IANIGLA   20881
INSTITUTO ARGENTINO DE NIVOLOGIA, GLACIOLOGIA Y CIENCIAS AMBIENTALES
Unidad Ejecutora - UE
congresos y reuniones científicas
Título:
A multi-millennial temperature-sensitive tree-ring record derived from living and subfossil trees in the northern Patagonian Andes
Autor/es:
BONINSEGNA, J.; ROIG, F.; BOTTERO, R; VILLALBA, R.
Lugar:
Mendoza
Reunión:
Conferencia; Third American Dendrochronology Conference. Ameridendro 2016; 2016
Resumen:
Old growth or late successional forests has long recognized as a valuable source of long tree-ring series useful for paleoclimatic studies. However, scarcely diversity of aged trees, a relatively short geographical distribution and the frequency and intensity of natural disturbances and harvesting history reduce the virgin tracts to areas left by lumbermen because of inaccessibility. In South America, a reduced suit of tree species has the attributes to be considered as long-lived trees. A relictual old-growth forest community of the long-lived tree Fitzroya cupressoides, distributed in a basin of nearly 200 km2 on the climatically cool-temperate and rainy north Patagonian Andes, is the source of woods in this study. Well-preserved dead logs were essential to substantially push the living records back several centennial to millennial age beyond the critical lifespan of the tree species. The dating of 188617 rings from 441 trees was carefully checked by cross-matched techniques giving a series inter-correlation of 0.513 (p < 0.05).
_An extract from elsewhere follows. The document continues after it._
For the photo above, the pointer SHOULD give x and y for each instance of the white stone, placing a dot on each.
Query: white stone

As a result, a well-replicated tree-ring record, enough to provide past perspectives of fine-resolution growth, was obtained for the past 2,133 years (-130 BC-2002 AD). The living-subfossil composite chronology was confronted against other 9 of the same species and macro region yielding correlations between 0.39 and 0.91 (n=1087) indicating a good fitness of tree growth on a larger spatial scale. The MultiTaper spectral analysis estimates spectral peaks at 2.2-3.7, 23.8, 35.6, 47.6, 73.1, and 215.6 yrs. The composite chronology was subjected to a wavelet analysis to examine multidecadal patterns of growth variation. Oscillatory modes in the 30-70 yr domain persisted almost repeatedly along the last two millennia, while high power is evident during the period 0-1000 AD around the 256-yr band, but lack for the last millennia. Austral summer maximum temperature, for both prior and current growth period, was identified as the prevalent feature affecting tree growth for the calibration interval 1901-2002. To sort any drawback in a time-dependent interpretation of this relationship, an applied evolutionary response function indicates the stability of this climate-tree growth relationship. The significance of this proxy-climate record for paleoclimate inferences will be discussed.